On Earth we do not need a heater - Sun heated the atmosphere at 290K and hence heat ammonia. But on Earth mandatory for these working substances unit must be performed by External combustion - Internal cooling method, because no natural cold part.
Engine - external combustion
1 With external combustion engine ever we need a heater.

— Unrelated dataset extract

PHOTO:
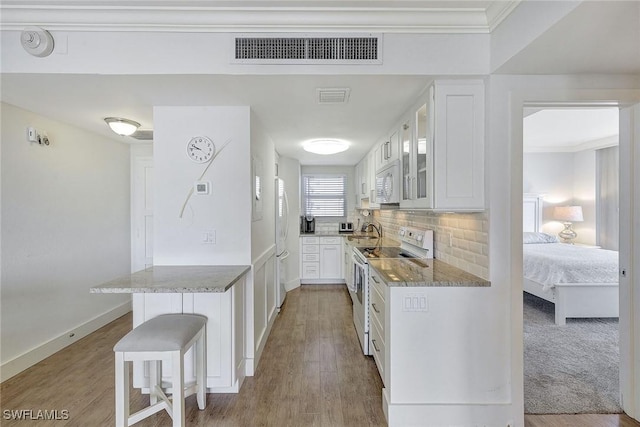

2 In these units have free cooling
3. We have waste heat
Engine - External combustion- internal cooling
1 Heater is not mandatory
2 For the same capacity of converters of heat into mechanical energy (turbines; pistons / cylinders) has a lower power than external combustion engine
3 No waste heat
Summary of advantages and disadvantages of the method for converting heat into mechanical energy - External combustion - internal cooling
When using External combustion engine we pay for heating and cooling is free.
When using External combustion - internal cooling engine is not required to pay for heating, but must pay for cooling.
06 January 2016
I made some mistakes in the calculations for external combustion - internal cooling. True comparison between the two engines in the same capacity of the converters of heat into mechanical energy should look like:
At 100 kW useful power and 20 kW waste heat
1. External combustion engine:
120 kW power of the heater
100 kW useful power
20 kW waste heat
2. External combustion - internal cooling engine:
80 kW power from the heater
80 kW useful force
0 kW waste heat
20 kW from the gross mechanical power is converted into heat (so the net power becomes: 100-20 = 80 kW)
+ 20 kW waste heat - these two amounts of heat returned to the evaporator(s). This requires to reduce the power output of the heater wiht 40 kW : 120 - (20 + 20) = 80 kW
It would be good to think about things in depth before presenting them to readers. I beg your pardon!